In Kürze am Abend des Vatertags zwei Kommentare:
1. Mir war zwar klar, dass Virennachweis-Tests bei niedrigen Infektionsraten in der Allgemeinbevölkerung dann, wenn sie positiv ausfallen, nicht viel aussagen. Wie prekär sie im Hinblick auf die derzeit oft gehörte Maxime „Testen, Testen, Testen“ tatsächlich sind, ist mir allerdings auch erst heute nach einem Leserkommentar klargeworden, obwohl dazu keine großen epidemiologischen Klimmzüge gehören. Bei Tests in der Allgemeinbevölkerung, eine Prävalenz von aktiven Fällen von 0,1 % unterstellt, ist bei gerade mal 7 % der positiven Virennachweis-Tests davon auszugehen, dass auch wirklich eine Infektion vorliegt. Das spricht nicht gegen das Testen in begründeten Fällen, etwa bei Symptomen, wie es das RKI bisher empfiehlt, oder in besonders gefährdeten Populationen. Aber die Forderung „Testen, testen, testen“ kommt mir jetzt noch absurder vor als zuvor.
2. Das Ifo-Institut ist ein renommiertes Institut. Zu einem renommierten Institut gehört auch eine gute Pressearbeit. Den halben Tag gehen schon Meldungen durch die Presse, und zwar querbeet, dass nach einer Studie des Ifo-Instituts die Sterblichkeit in Deutschland im April im Rahmen statistischer Zufallsschwankungen liege. Auf den Seiten des Instituts ist die Studie aber nicht zu finden, oder ich bin zu vatertagsbehindert dazu.
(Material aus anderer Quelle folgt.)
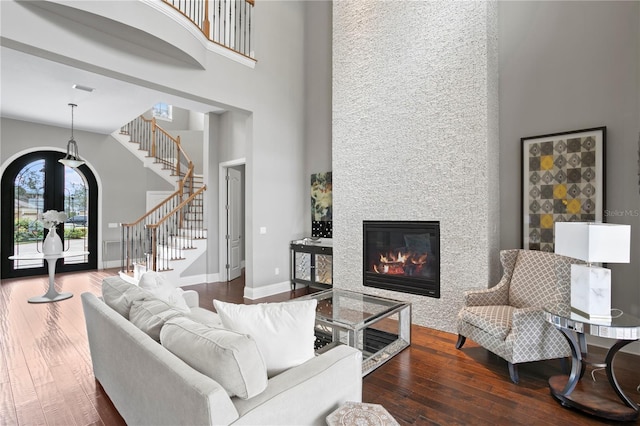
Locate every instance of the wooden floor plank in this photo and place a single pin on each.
(46, 375)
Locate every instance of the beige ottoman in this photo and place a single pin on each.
(361, 414)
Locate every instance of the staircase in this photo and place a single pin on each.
(172, 235)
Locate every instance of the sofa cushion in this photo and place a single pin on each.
(119, 295)
(495, 320)
(205, 316)
(231, 359)
(283, 331)
(161, 288)
(149, 315)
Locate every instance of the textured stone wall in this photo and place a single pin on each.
(415, 137)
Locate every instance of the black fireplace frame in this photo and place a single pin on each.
(405, 284)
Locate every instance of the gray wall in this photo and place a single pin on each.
(272, 93)
(318, 71)
(123, 188)
(568, 66)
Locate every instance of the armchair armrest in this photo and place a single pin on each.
(498, 295)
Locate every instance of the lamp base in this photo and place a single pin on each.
(591, 292)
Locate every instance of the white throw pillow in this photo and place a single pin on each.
(149, 315)
(119, 295)
(231, 359)
(158, 285)
(283, 331)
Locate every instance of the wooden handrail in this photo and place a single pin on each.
(177, 208)
(199, 16)
(153, 238)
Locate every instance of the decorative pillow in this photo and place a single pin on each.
(231, 359)
(149, 315)
(284, 331)
(158, 285)
(119, 295)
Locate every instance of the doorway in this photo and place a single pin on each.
(33, 184)
(232, 222)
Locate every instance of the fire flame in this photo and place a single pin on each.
(402, 263)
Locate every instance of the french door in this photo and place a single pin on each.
(33, 184)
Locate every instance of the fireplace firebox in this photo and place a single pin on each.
(402, 256)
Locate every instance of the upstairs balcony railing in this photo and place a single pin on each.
(224, 22)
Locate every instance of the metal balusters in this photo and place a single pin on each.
(225, 22)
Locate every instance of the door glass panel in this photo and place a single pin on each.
(76, 205)
(28, 232)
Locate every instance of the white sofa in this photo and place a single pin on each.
(149, 385)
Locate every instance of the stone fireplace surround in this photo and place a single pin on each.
(415, 137)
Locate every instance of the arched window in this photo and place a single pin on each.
(35, 183)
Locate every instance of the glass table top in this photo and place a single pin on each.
(620, 326)
(351, 309)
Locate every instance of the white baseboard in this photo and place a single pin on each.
(268, 290)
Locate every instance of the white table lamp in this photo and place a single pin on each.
(592, 242)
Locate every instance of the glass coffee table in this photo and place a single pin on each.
(378, 327)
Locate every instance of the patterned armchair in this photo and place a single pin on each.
(508, 319)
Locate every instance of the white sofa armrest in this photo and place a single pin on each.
(148, 384)
(306, 394)
(192, 298)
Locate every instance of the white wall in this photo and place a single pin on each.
(272, 93)
(568, 66)
(123, 187)
(415, 138)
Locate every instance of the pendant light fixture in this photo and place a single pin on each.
(72, 159)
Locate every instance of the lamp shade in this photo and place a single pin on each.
(593, 242)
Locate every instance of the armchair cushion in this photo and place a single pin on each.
(534, 281)
(495, 320)
(508, 319)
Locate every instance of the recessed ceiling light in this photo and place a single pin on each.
(84, 88)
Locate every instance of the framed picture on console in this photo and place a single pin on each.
(562, 181)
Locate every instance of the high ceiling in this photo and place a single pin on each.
(39, 90)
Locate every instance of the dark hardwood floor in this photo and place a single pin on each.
(46, 375)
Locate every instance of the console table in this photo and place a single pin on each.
(625, 329)
(312, 263)
(51, 295)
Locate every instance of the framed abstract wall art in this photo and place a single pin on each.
(562, 181)
(322, 205)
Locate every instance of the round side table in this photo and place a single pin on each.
(51, 295)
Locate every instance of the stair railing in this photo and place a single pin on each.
(159, 144)
(227, 23)
(161, 234)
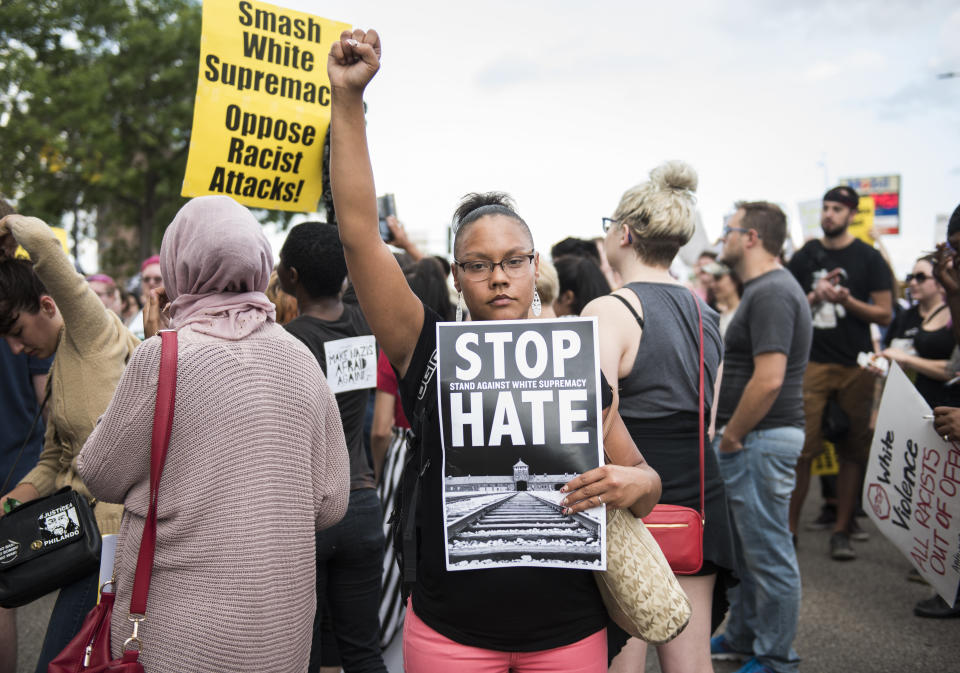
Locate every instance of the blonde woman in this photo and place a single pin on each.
(649, 342)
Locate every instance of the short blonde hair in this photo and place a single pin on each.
(661, 212)
(548, 284)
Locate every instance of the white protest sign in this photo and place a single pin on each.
(351, 363)
(519, 408)
(912, 485)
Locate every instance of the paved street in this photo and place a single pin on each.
(856, 616)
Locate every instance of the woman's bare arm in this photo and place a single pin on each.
(390, 307)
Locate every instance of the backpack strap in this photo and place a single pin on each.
(410, 491)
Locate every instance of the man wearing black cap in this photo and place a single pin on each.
(848, 286)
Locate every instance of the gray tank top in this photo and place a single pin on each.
(664, 379)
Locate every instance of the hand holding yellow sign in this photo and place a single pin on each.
(262, 107)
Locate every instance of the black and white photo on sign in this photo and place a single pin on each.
(520, 417)
(59, 524)
(351, 363)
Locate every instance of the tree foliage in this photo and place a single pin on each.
(96, 105)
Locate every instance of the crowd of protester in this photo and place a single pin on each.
(277, 488)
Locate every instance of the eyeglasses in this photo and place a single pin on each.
(742, 230)
(479, 269)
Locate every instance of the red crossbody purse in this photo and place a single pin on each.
(677, 529)
(89, 651)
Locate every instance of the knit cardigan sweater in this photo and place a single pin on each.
(94, 348)
(256, 464)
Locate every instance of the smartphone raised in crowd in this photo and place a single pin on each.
(386, 206)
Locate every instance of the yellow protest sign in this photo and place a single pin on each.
(826, 462)
(262, 106)
(61, 235)
(863, 221)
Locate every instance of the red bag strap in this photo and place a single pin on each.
(696, 301)
(162, 424)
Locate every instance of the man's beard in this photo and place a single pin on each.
(835, 232)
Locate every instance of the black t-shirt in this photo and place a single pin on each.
(315, 332)
(932, 345)
(773, 317)
(507, 609)
(838, 335)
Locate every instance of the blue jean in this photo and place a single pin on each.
(765, 606)
(349, 564)
(73, 604)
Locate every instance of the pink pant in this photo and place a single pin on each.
(426, 651)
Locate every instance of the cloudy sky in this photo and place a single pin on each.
(566, 105)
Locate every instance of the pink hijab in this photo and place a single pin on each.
(216, 264)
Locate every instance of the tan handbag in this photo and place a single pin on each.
(639, 590)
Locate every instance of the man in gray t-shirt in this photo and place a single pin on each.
(759, 439)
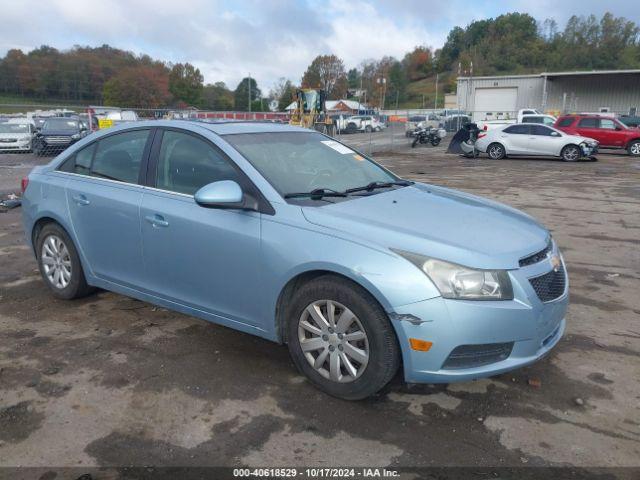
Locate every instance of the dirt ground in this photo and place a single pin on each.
(108, 381)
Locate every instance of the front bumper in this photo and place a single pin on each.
(530, 327)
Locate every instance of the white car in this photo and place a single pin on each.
(17, 135)
(535, 140)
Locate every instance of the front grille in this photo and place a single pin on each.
(549, 286)
(536, 257)
(471, 356)
(57, 140)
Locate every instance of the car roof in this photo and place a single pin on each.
(217, 127)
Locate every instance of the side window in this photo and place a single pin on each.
(80, 163)
(541, 130)
(118, 157)
(517, 129)
(607, 124)
(588, 123)
(187, 163)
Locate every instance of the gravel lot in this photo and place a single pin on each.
(109, 381)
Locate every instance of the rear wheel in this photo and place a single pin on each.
(571, 153)
(341, 339)
(59, 263)
(634, 148)
(496, 151)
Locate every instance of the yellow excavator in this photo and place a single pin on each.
(311, 111)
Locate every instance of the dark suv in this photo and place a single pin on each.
(608, 131)
(58, 133)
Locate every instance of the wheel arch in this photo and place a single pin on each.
(300, 278)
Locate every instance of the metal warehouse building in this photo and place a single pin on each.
(560, 92)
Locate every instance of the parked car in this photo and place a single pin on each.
(363, 123)
(412, 123)
(17, 135)
(58, 133)
(280, 232)
(535, 140)
(608, 131)
(630, 121)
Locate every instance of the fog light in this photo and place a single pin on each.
(420, 345)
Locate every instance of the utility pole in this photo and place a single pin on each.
(249, 90)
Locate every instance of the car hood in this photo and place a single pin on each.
(437, 222)
(17, 136)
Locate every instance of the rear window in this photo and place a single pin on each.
(565, 122)
(517, 129)
(588, 123)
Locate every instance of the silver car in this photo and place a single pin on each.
(535, 140)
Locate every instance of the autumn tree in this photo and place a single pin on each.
(217, 97)
(145, 87)
(185, 83)
(326, 72)
(247, 88)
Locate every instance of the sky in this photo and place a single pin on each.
(269, 39)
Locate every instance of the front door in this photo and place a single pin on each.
(205, 258)
(104, 201)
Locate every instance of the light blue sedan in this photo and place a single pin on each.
(290, 235)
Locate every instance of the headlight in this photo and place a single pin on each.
(458, 282)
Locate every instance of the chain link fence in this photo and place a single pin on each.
(49, 129)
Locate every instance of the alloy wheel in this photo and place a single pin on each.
(333, 341)
(495, 152)
(571, 154)
(56, 261)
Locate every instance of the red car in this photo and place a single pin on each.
(608, 131)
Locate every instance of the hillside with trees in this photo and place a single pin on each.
(513, 43)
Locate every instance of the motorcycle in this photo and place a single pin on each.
(426, 135)
(464, 141)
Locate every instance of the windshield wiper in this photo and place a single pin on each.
(316, 194)
(374, 185)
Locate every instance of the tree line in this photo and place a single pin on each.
(513, 43)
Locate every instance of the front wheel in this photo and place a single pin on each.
(570, 153)
(341, 338)
(634, 148)
(496, 151)
(59, 263)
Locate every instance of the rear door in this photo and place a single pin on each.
(204, 258)
(103, 197)
(609, 134)
(588, 127)
(516, 139)
(544, 141)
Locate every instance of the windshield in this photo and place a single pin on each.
(60, 124)
(301, 161)
(14, 128)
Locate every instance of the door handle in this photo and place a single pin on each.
(157, 220)
(81, 200)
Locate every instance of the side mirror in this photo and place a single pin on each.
(223, 194)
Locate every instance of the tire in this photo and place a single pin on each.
(634, 148)
(571, 153)
(374, 340)
(56, 251)
(496, 151)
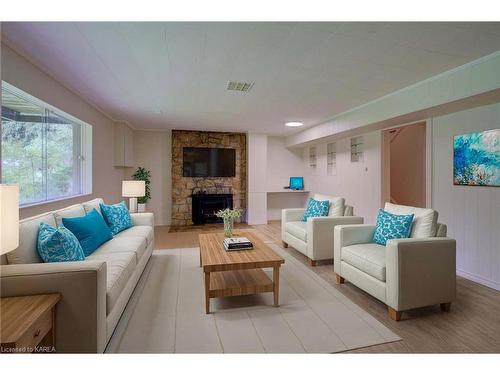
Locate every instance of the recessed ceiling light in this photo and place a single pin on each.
(294, 124)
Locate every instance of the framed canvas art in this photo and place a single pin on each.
(476, 159)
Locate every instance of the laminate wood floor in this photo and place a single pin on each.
(472, 326)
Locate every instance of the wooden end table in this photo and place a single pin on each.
(28, 323)
(237, 272)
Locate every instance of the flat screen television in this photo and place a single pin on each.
(208, 162)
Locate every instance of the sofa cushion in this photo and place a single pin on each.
(336, 204)
(369, 258)
(58, 245)
(119, 269)
(28, 235)
(297, 229)
(390, 226)
(117, 217)
(90, 229)
(94, 203)
(71, 211)
(138, 231)
(136, 245)
(424, 220)
(316, 209)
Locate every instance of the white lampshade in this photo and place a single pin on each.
(9, 218)
(133, 189)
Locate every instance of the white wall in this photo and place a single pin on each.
(282, 163)
(256, 175)
(358, 182)
(153, 151)
(21, 73)
(471, 213)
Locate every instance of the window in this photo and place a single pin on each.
(44, 150)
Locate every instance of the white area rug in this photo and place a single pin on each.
(166, 314)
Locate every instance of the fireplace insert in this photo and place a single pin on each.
(204, 207)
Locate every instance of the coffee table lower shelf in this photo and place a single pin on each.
(240, 283)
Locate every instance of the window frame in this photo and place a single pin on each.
(82, 148)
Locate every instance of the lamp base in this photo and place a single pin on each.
(132, 205)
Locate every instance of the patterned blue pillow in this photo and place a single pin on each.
(58, 245)
(390, 226)
(316, 208)
(116, 216)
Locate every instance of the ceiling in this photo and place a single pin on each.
(174, 75)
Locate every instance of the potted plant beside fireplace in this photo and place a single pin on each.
(142, 174)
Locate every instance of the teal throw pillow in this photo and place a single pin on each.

Je nachdem, wie man mit den Daten umgeht, welche Zeiträume man betrachtet, wie man die Zufallsschwankungen definiert, welche Vergleichszeiträume man betrachtet, wie man die Baseline des Vergleichs bestimmt und wie sehr man das Thema klassisch statistisch betrachtet, also ausblendet, was man vielleicht a priori in Rechnung stellen sollte, je nachdem kann man zu ganz unterschiedlichen Befunden kommen. Bei zeitabhängigen Kurven hilft ein einfaches Konfidenzintervall jedenfalls nicht viel. Aber auf dem Niveau wird das Ifo-Institut vermutlich nicht argumentieren. Daher würde ich schon gerne sehen, was das Ifo-Institut gemacht hat. Ich hoffe, die Medien, die so fleißig berichten, habe es gesehen. Ich habe erst mal Zweifel an der Aussage, man sähe nichts. Aber Irrtum gehört zu meinem Verhaltensrepertoire, und was die vermisste Studie angeht, vielleicht steht sie so groß vor meinen Augen im Internet wie die die Prävalenz aktiver Infektionen. Die Diskussion dazu ist auf jeden Fall lohnend.
3. Ich sprach von zwei Kommentaren. Es werden zweieinhalb. Bei Corona gibt es nicht nur immer neue wissenschaftliche Erkenntnisse, es formen sich auch in den Medien, in der Politik und im eigenen Kopf immer neue Bilder von der Situation, in der wir uns befinden. Es ist also nicht verkehrt, sich vor Augen zu halten, dass die Dinge anders sein könnten, als man denkt, und dass man dazu den Käfig der eigenen Überzeugungen immer wieder mal auf der Suche nach neuen Informationen verlassen sollte. Ob einem beim Umgang mit der damit einhergehenden Unsicherheit „Philosophie in Echtzeit“ hilft, so der Untertitel eines gerade erschienen Buches zur Coronakrise von Nikil Mukerji und Adriano Mannino, erzähle ich, wenn ich es gelesen habe. Vielleicht. Vielleicht auch nicht. Wir leben in unsicheren Zeiten.